Wednesday, September 26, 2007

Making the grades

In my gradebook I now have four marks for my freshmen English students. It is Tuesday of the fourth week of the term. Tuesday afternoon I received a visit from a parent who also happens to be a colleague. He had come to inquire about his son's grade. He came in my room and shook my hand.
"He told me it was a D because he had not turned in all of his reading journal entries." The man took a seat at one of the desks in the room without waiting for an invitation, he was comfortable in this place. "I told him that was unlikely."
"Actually, it's plausible," I said correcting what seemed to me to be a preemptive assertion on his parit. "We only have four grades thus far.

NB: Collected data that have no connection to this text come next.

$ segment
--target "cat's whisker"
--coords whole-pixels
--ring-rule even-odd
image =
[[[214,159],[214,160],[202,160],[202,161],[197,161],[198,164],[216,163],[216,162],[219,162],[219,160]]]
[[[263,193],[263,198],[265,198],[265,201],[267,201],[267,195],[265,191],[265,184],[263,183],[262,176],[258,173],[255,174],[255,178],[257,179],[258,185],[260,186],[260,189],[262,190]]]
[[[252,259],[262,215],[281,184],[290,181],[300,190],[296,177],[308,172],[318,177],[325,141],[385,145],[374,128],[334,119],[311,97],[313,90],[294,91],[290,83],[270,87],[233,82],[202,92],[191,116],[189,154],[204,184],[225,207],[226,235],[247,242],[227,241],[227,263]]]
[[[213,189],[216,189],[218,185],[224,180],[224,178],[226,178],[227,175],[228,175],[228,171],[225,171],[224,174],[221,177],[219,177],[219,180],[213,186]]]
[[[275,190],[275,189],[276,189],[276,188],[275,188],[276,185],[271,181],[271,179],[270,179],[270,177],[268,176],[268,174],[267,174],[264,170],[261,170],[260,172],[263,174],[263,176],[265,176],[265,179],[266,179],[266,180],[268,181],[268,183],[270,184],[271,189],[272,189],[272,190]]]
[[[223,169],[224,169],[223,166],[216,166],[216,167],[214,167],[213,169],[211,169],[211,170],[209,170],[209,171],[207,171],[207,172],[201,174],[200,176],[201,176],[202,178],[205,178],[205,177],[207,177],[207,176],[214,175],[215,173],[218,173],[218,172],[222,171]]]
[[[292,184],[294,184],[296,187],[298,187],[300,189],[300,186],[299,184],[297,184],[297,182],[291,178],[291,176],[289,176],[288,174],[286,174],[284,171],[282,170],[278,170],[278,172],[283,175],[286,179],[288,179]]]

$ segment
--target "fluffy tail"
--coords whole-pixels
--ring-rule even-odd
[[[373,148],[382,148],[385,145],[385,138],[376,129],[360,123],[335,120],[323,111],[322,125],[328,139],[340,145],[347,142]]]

At this stage of the game, each one counts."
I opened up the computerized gradebook to have a look. The man's son had received half credit for his journal (the homework component of my course) and six out of ten on two other in-class assignments. On the flip side, he had one hundred percent in the column I label "Participation". The result was a 65% - a D.
The man listened to the report and then said, "I told him your're one of the top end teachers and that it was not going to be easy and so he'd better take care of business. Four grades huh? I would'a thought you'd had more goin' on than that."
It felt like a dig but I chose not to take offense. Instead I said, "I'm not interested in just collecting grades for the sake of having grades in the book. When I feel like they're ready for a serious assessment, I'll give them one."
In retrospect, I'm not sure that I succeeded in not taking offense, and the truth of the matter is that I'm not at all back in the swing of mainstream grading practices here. In France it was plausible that I might have collected six grades after twelve weeks, but American teachers, many of them anyway, generate grades like they were stock market quotes. Parents and kids read them the same way. Last week a kid looked at his F and asked me what his grade would be by next Thursday. Thursday turns out to be the day of his next freshman football game. The request was noteworthy not only for its narrow and short term focus (next Thursday as opposed to say, by the end of the term) but also because it is so very typical. Today I signed fifteen progress reports for football players as a group of students sat in my room waiting to make up tests and be tutored. Next week they'll be back for the same thing. The pressure is on the teacher to generate new grades, to satisfy a demand to be able to monitor students grades as if they were blood pressure readings. And we teachers allow ourselves to get sucked into this mode of operation. I'm of a mind to limit assessments during a term to once a month. Everything else comes under the categories of intsruction, drill, and practice...and participation. If Johnny's grade doesn't change every week some people may just have to acquire a longer term perspective on the whole subject of learning and accountability. They may have to satisfy themselves with observations on changes in classroom behavior and attitude, on levels of engagement and investment...the kinds of things that next to impossible to measure yet indispensable to learning.
"Johnny is showing increased attentiveness and he's volunteering more in discussions."
"Yeah, but will he have a D by next Thursday?"
sigh....
K

1 Comments:

Anonymous Anonymous said...

Ugh! Good luck with whatever you decide to do- either way it's kindof a battle. It's too bad that actual learning doesn't seem as important as the letter in the book.